London’s Faze Action liven up house

WHEN/WHERE FAZE ACTION, with DEEJAY NAV, opening for GROOVE ARMADA, at the Guvernment (132 Queen's Quay East), tonight (Thursday, June 15)..


WHEN/WHERE

FAZE ACTION, with DEEJAY NAV, opening for GROOVE ARMADA, at the Guvernment (132 Queen’s Quay East), tonight (Thursday, June 15). $15. 870-8000. Rating: NNNNN


If there were a template for electronic artists leaving the studio for the stage, it would be Faze Action. The group, piloted by brothers Simon and Robin Lee, make disturbingly lifelike house beats. Still, it is a tad unsettling how utterly, ah, unfazed they seem by the often treacherous transition.

On Faze Action’s excellent Moving Cities disc, it’s hard to tell where the live playing ends and the programmed beats begin. Bass, guitar, horns and strings weave in and out of the mix seamlessly, at times making Moving Cities more of a jazz or soul record than a club set.

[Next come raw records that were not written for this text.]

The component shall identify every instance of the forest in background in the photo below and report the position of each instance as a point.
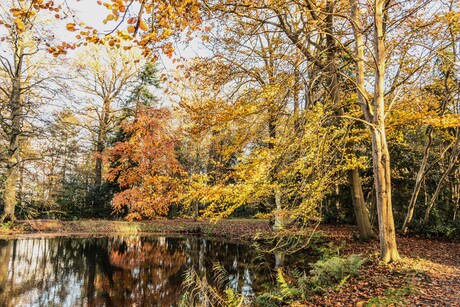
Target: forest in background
(308, 111)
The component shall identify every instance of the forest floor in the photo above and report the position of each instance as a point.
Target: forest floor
(427, 275)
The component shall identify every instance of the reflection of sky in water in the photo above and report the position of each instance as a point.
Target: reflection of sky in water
(116, 271)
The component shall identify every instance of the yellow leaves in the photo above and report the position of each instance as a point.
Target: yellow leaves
(143, 25)
(71, 27)
(445, 121)
(132, 20)
(19, 25)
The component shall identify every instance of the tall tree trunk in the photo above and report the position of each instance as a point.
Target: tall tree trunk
(452, 161)
(380, 153)
(354, 180)
(418, 182)
(101, 141)
(12, 165)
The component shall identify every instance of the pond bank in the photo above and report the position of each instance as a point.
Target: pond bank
(428, 274)
(231, 229)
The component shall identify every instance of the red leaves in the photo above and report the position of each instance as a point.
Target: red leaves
(146, 166)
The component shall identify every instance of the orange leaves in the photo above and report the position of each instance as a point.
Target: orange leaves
(19, 25)
(145, 166)
(71, 27)
(143, 25)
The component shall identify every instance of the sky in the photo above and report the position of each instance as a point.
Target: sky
(92, 14)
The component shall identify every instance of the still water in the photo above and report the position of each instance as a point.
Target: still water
(120, 270)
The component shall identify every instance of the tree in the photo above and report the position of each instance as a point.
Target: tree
(106, 75)
(145, 166)
(23, 75)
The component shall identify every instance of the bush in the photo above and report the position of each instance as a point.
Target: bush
(333, 272)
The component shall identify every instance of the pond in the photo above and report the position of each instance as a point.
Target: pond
(122, 270)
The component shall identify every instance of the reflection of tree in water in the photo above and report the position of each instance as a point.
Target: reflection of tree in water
(116, 271)
(145, 273)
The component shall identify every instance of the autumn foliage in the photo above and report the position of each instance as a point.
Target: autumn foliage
(145, 166)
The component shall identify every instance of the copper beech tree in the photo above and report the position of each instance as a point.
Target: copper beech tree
(145, 166)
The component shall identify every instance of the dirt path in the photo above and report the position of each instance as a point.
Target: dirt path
(428, 274)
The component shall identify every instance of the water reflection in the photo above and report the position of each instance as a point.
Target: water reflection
(116, 271)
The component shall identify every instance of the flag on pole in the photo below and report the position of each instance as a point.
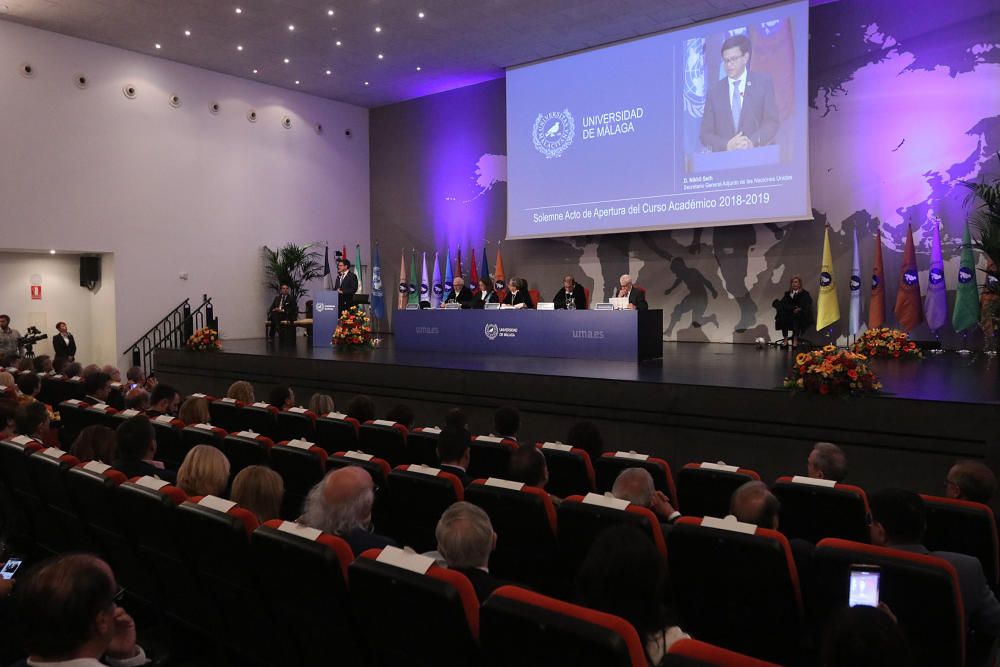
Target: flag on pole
(909, 309)
(414, 289)
(876, 302)
(936, 300)
(967, 293)
(854, 324)
(425, 287)
(378, 297)
(437, 289)
(829, 308)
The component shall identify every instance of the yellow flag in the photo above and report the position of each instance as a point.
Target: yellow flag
(828, 311)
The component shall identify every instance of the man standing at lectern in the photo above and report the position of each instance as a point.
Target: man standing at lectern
(740, 109)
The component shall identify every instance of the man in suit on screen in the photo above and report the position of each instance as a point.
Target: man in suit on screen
(740, 109)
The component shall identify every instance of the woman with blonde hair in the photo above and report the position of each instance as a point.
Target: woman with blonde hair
(260, 490)
(204, 472)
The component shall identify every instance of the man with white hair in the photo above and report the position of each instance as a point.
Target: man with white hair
(636, 296)
(341, 504)
(465, 540)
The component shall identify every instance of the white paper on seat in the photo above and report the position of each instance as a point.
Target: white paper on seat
(632, 455)
(605, 501)
(298, 529)
(424, 470)
(152, 482)
(729, 523)
(217, 504)
(504, 484)
(718, 466)
(828, 483)
(407, 561)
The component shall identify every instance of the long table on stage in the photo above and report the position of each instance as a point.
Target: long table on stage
(613, 335)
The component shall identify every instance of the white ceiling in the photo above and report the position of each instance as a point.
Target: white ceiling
(458, 42)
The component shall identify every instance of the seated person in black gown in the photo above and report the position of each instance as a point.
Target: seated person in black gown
(794, 311)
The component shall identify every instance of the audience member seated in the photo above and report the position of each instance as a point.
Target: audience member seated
(282, 397)
(341, 504)
(95, 443)
(465, 541)
(165, 400)
(971, 480)
(194, 410)
(585, 435)
(898, 522)
(136, 447)
(361, 408)
(321, 404)
(401, 414)
(506, 423)
(623, 574)
(260, 490)
(453, 452)
(241, 391)
(827, 461)
(204, 472)
(68, 615)
(864, 637)
(636, 486)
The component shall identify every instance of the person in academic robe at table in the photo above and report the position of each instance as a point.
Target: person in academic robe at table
(636, 296)
(571, 293)
(346, 285)
(517, 294)
(793, 312)
(459, 294)
(740, 109)
(63, 342)
(283, 309)
(486, 294)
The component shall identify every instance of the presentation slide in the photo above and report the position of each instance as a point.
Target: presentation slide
(695, 127)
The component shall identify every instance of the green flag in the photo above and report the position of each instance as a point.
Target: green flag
(966, 313)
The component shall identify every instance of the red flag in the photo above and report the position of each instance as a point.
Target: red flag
(909, 308)
(876, 303)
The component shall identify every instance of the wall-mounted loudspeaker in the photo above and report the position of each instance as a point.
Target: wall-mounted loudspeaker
(90, 271)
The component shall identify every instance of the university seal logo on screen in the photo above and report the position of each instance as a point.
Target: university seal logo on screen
(553, 133)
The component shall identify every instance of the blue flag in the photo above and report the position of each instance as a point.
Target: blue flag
(378, 298)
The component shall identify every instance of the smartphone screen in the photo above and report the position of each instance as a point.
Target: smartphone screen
(10, 567)
(864, 586)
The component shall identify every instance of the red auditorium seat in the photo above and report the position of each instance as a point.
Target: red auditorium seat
(412, 612)
(611, 464)
(966, 527)
(417, 496)
(814, 509)
(570, 470)
(704, 489)
(525, 629)
(305, 576)
(922, 591)
(740, 588)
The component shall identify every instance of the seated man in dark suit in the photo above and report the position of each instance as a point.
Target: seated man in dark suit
(570, 296)
(465, 540)
(283, 309)
(459, 293)
(899, 521)
(341, 504)
(453, 452)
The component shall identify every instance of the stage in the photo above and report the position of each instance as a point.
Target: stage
(700, 401)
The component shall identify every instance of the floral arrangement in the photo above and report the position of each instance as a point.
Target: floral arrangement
(832, 371)
(353, 330)
(205, 340)
(885, 342)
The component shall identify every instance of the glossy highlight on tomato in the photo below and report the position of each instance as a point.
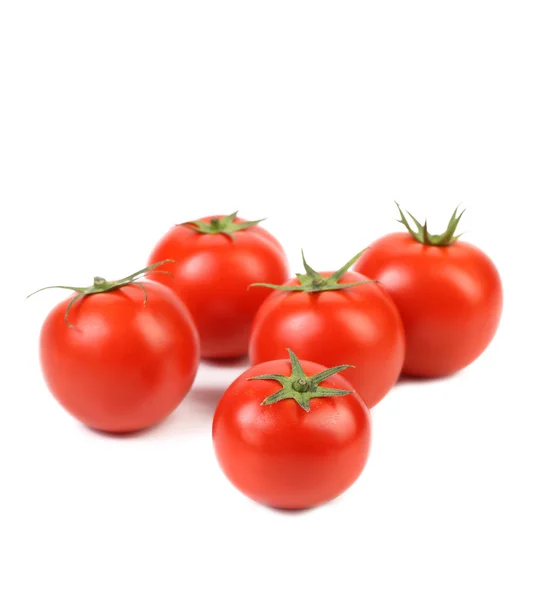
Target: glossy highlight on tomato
(351, 322)
(217, 258)
(448, 293)
(120, 360)
(296, 451)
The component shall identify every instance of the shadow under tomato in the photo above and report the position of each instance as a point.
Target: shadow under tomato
(240, 361)
(193, 414)
(403, 379)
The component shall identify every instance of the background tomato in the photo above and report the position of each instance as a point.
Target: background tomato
(217, 258)
(448, 293)
(120, 365)
(357, 325)
(283, 455)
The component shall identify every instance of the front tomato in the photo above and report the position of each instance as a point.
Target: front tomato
(216, 259)
(286, 441)
(119, 356)
(332, 319)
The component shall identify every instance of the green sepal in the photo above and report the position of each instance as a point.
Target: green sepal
(100, 285)
(422, 235)
(220, 225)
(312, 281)
(301, 388)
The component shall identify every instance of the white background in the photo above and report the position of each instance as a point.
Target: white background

No surprise, then, that when it came time to hit the road, Faze Action ditched the standard DJ tour and live-to-DAT karaoke sets and evolved into a seven-piece live band, where programmed beats play the most minimal of roles.

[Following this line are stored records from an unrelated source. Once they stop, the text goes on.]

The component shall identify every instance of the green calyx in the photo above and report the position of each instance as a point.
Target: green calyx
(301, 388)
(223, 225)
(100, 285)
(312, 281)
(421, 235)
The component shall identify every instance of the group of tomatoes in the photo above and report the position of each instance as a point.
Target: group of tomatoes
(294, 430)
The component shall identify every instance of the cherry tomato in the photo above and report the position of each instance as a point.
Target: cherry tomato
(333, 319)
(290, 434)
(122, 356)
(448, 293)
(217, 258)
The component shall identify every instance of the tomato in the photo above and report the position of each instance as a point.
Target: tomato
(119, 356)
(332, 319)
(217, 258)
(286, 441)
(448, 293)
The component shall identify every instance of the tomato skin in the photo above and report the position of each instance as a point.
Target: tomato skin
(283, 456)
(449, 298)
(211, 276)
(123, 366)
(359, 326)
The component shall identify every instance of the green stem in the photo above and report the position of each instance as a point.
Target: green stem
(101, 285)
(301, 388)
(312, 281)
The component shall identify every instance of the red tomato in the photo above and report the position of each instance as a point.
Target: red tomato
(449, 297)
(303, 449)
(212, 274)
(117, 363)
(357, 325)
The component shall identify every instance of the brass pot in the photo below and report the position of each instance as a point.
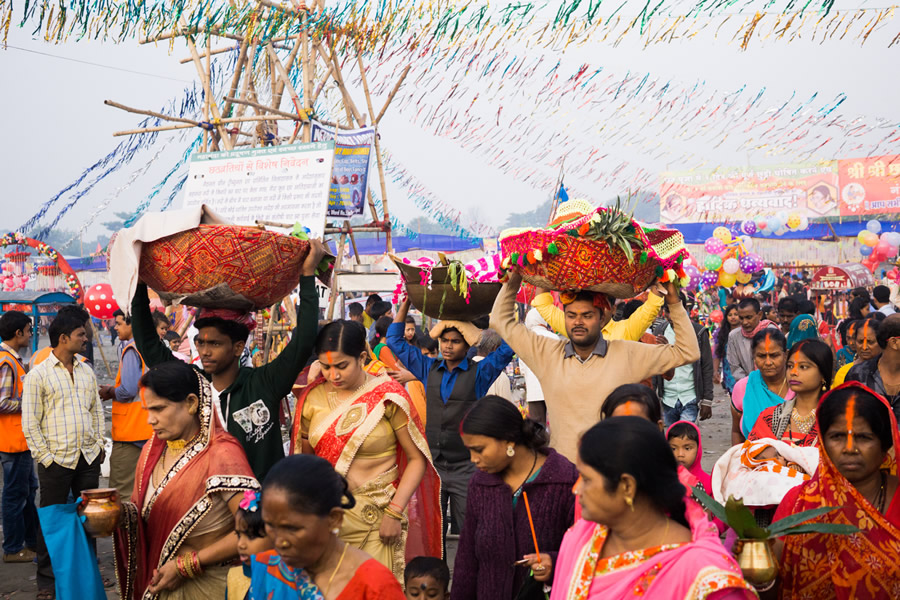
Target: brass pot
(756, 562)
(102, 510)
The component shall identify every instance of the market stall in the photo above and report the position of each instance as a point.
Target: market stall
(37, 304)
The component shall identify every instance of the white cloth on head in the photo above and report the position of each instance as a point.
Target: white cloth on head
(501, 386)
(125, 253)
(536, 323)
(732, 477)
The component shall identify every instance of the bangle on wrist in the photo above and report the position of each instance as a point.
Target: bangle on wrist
(393, 514)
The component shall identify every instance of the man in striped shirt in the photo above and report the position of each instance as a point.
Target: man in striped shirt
(62, 420)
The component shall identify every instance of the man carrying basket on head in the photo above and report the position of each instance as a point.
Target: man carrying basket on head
(578, 374)
(247, 400)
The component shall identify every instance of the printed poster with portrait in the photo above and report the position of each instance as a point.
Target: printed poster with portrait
(715, 195)
(870, 185)
(350, 174)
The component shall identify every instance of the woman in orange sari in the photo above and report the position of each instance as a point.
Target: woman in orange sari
(858, 473)
(395, 368)
(365, 426)
(179, 531)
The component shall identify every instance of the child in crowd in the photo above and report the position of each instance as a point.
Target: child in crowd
(252, 539)
(684, 439)
(427, 578)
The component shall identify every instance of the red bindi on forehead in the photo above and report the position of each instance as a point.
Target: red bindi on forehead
(850, 415)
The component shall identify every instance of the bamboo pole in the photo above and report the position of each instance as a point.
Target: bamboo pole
(321, 85)
(235, 79)
(268, 347)
(149, 113)
(339, 79)
(259, 106)
(353, 242)
(384, 206)
(292, 56)
(337, 265)
(304, 74)
(328, 230)
(207, 89)
(392, 94)
(244, 119)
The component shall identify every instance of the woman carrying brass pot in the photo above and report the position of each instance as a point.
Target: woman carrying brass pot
(190, 479)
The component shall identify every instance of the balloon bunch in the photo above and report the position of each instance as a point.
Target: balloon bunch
(877, 248)
(777, 224)
(11, 279)
(729, 260)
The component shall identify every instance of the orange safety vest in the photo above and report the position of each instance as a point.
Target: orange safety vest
(11, 437)
(129, 419)
(42, 354)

“The whole thing is that my brother’s a DJ and I’m a musician,” Robin Lee explains from a tour bus on the road to Las Vegas. “That relationship determines everything.


Mission possible

“All inspiration comes from the music in my brother’s record box. Simon’s records give us a mission statement and set a goal, and then it’s my responsibility as the musician to find a way to go from those records to something original. It’s the same onstage.

“What we do is at least 80 per cent live. All the beats are played out, and then Simon spins in some effects from the decks. We spoke with a lot of technical people about how to do this properly, because we wanted to keep the feel of the music without becoming some kind of fusion band jamming away onstage. The worst thing you could do in a situation like this is become a jam band.”

That approach is crucial to Faze Action’s avoiding the majority of house cliches and helps bring a sharp focus to the gigantic influence of West African music on the Lee brothers.

Moving Cities is a very African-sounding dance album, fitting in closely with the afro-electro experiments of producers like Frederic Galliano and IG Culture, but also going well beyond the typical sampled percussion breaks.


African challenge

“I wouldn’t exactly classify what we do as African music, for obvious reasons,” Simon Lee offers. “Still, it’s derived from that source, and we inject what we can into the mix. There are direct West African rhythms there, and our vocalist, Zeke Manyika, is singing African lyrics. It’s as real as we can get.

“We try to keep it as original and authentic as we can, rather than just sampling records. We’re trying to create something new ourselves. It’s a challenge. You want to be authentic, but you still want that contemporary edge so it can be played in a club. What’s great is that more and more people are also on that wavelength.”

One group plugged into that vibe is orchestral jazz/dance crew Cinematic Orchestra, whose epic, Coltranesque remix of the title track from Moving Cities takes Faze Action’s live club mandate even further out. How much of Faze Action is actually in the new cut, however, is up for debate.

“It’s a wicked mix,” Simon laughs, “but it raises the question of what is a remix in the first place. They didn’t use any of our original track. Fair enough, because the result is brilliant. They’ve obviously listened to the original and threw their own vibe onto it.

“I don’t mind how they did it, though. I’ve done it myself. I remixed Saint Etienne and didn’t use anything of theirs. If the finished thing works, who cares?”